- Eat brain fuel [00:32:00]. You are what you eat. Literally, what you eat becomes you. We know the foods that are good for your brain are things like avocados, blueberries, broccoli, coconut oil, salmon. You have green, leafy vegetables.
- Kill ANTs (automatic negative thoughts) [00:32:30]. Dr. Daniel Amen, the brain doctor, calls bad self-talk ANTs (automatic negative thoughts). #killtheANTs. “Your mind is like a supercomputer, and your self-talk is the program it will run…You’re mind is always eves dropping on your self-talk.” ~Unknown
- Exercise. Exercise is good for your brain. Essentially, anything good for your heart is going to be good for your head because it increases blood flow, and nutrients, and oxygen to your brain. Regular exercise can fix a broken brain.

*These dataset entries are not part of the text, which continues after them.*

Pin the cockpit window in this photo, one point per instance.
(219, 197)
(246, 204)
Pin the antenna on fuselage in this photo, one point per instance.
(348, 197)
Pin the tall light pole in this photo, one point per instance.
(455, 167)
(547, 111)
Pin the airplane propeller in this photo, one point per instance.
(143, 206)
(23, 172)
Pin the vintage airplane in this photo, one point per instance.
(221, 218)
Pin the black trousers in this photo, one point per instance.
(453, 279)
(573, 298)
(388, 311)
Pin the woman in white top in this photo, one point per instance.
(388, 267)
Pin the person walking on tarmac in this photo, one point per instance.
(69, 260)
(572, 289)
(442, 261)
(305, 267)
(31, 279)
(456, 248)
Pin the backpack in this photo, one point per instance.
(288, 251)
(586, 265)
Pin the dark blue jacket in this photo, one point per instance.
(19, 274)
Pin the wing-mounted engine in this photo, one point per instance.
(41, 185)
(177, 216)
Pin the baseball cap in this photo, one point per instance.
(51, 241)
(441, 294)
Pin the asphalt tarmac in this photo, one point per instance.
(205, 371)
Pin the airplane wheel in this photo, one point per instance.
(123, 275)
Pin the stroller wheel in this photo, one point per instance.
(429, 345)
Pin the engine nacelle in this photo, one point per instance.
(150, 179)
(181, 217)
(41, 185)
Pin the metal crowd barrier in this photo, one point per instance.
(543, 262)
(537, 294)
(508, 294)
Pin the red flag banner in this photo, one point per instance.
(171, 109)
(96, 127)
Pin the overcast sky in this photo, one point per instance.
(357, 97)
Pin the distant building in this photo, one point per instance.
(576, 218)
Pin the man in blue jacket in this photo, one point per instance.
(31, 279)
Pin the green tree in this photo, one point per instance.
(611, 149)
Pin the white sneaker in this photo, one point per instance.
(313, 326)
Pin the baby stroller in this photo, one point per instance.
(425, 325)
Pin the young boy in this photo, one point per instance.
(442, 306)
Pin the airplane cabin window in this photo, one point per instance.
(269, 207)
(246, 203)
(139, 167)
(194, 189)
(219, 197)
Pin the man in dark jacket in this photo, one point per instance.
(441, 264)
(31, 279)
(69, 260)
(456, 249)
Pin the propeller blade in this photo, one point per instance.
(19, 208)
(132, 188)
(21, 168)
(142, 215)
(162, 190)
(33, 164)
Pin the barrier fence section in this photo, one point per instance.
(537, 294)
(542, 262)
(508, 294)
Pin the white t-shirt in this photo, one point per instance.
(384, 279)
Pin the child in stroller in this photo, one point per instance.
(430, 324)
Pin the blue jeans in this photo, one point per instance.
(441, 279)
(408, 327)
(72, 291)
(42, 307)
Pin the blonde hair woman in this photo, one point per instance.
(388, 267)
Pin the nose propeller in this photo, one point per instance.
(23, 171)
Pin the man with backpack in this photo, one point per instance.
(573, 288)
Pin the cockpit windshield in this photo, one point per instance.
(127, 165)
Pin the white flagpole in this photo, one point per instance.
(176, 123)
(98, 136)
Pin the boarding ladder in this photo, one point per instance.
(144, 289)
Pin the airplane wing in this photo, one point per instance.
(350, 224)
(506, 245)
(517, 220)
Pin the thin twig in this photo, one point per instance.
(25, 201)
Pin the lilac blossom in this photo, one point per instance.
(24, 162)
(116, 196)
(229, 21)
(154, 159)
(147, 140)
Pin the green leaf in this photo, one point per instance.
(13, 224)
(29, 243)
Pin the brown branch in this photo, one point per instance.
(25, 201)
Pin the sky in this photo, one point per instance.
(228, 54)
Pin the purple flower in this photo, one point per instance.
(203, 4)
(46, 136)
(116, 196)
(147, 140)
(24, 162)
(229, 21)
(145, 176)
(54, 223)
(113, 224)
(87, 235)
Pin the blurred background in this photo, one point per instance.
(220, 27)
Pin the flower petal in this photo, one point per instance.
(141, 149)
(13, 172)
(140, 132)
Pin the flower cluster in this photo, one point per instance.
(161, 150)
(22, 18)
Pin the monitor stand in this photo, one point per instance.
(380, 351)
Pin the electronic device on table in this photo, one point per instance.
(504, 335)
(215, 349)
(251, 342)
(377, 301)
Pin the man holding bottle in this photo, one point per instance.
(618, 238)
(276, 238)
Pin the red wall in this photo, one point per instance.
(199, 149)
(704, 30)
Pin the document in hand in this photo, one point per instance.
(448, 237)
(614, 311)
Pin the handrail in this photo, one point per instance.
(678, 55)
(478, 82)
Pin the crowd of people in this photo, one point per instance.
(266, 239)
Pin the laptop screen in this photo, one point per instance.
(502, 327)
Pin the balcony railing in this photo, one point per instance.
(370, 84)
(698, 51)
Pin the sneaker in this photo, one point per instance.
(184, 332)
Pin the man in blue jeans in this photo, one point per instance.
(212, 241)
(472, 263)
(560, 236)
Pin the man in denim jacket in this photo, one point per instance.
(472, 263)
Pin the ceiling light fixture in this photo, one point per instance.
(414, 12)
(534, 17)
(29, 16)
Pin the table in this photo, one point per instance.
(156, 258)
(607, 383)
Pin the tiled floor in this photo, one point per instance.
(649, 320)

- Play with nutrition supplements. Your brain requires a range of nutrients to perform at it’s best. All of these may not come naturally, even in a healthy diet—especially when you’re moving fast and thinking hard. Perhaps you are deficient and need an omega-3 supplement. Maybe you’re low in B vitamins.
- Surround yourself with positive peers. [00:33:00]. Who you spend time with is who you become. Are you around people who are sapping your energy? #EnergyVampires. Rather, choose to be around a positive peer group, people who teach you things, who challenge you to grow, who take you to the next level.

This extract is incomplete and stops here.